The validity and usefulness of the RT method were experimentally examined by applying it to the classification problem after selecting a proper RT(r). The result of the classification rate showed equivalence to that by RF, i.e., \(\mu _{RT(r=4)}=\mu _{RF}\).

(3):

However, the induced RT(r) and the decision trees generated by RF are increasingly difficult to understand. Both methods offer limited insights and information regarding the dataset in the form of if–then rules. Thus, the whole of RT: \(\cup _{r=1}^{|C|=6}RT(r)\) was subsequently reviewed and then organized into trunk rules using the trunk-STRIM method. The relationships between these rules were shown as \(Rset(ex-STRIM|RL=r)\supset Rset(STRIM|RL=r)\supset Rset(tr-STRIM|RL=r)\) and were useful in providing “the principle of incompatibility” depending on the targeted matter. On the other hand, RF does not provide such knowledge, although it remains a useful method for classification problems.
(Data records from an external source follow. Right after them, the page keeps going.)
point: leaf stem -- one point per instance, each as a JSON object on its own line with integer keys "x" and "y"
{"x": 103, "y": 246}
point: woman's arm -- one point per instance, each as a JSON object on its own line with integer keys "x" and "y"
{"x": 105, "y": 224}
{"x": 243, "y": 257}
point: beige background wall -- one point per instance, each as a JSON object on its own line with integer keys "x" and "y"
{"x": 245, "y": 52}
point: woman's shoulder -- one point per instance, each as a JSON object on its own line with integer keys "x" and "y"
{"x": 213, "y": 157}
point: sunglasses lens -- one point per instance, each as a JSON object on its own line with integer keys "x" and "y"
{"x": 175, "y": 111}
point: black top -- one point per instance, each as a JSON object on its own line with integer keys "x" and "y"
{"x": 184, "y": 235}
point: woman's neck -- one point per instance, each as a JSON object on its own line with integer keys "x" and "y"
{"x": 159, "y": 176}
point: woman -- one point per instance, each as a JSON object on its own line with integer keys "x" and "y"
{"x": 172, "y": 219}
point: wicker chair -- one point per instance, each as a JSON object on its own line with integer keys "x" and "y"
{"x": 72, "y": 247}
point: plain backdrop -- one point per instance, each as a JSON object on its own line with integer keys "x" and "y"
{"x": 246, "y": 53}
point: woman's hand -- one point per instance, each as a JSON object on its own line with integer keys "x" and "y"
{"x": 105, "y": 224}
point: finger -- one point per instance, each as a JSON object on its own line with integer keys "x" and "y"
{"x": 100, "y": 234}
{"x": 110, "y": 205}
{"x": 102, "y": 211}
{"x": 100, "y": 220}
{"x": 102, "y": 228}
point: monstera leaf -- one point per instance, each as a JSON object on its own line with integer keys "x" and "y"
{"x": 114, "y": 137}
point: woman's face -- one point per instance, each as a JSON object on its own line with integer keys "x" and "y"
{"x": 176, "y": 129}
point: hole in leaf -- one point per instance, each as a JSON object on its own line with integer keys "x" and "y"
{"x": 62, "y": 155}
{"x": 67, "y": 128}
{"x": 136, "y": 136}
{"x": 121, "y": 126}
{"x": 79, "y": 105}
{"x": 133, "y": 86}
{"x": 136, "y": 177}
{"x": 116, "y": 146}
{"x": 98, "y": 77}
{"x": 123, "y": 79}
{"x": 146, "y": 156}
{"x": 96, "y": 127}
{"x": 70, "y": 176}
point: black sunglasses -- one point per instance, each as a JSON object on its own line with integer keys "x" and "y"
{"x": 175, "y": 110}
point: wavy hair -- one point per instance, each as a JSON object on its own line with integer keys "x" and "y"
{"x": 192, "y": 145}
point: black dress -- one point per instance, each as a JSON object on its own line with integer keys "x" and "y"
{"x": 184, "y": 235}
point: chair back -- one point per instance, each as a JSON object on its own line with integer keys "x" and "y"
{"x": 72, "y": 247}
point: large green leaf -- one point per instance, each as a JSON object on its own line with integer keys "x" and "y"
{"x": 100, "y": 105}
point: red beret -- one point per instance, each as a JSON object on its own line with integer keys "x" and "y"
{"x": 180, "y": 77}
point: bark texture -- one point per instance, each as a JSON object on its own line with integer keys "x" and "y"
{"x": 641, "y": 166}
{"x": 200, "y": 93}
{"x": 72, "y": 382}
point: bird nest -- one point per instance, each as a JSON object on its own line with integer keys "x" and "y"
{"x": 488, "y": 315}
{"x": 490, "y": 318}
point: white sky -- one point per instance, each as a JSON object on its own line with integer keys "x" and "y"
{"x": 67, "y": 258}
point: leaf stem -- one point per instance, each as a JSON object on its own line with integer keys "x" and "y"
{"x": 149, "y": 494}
The investigation of the following points is recommended for future studies:

(1):

To validate the findings of this study, future research should focus on applying the three types of STRIM, namely the previous, ex-STRIM, and tr-STRIM, to various other RWDs and replicate the findings to validate the findings of this study.

(2):

When using ex-STRIM with \(RL=r\) as a classification method, whether \(\mu _{(ex-ST|r)}=\mu _{RF}\) is always equivalent or not should be studied, considering factors, such as the size of the learning dataset and changes in RWD.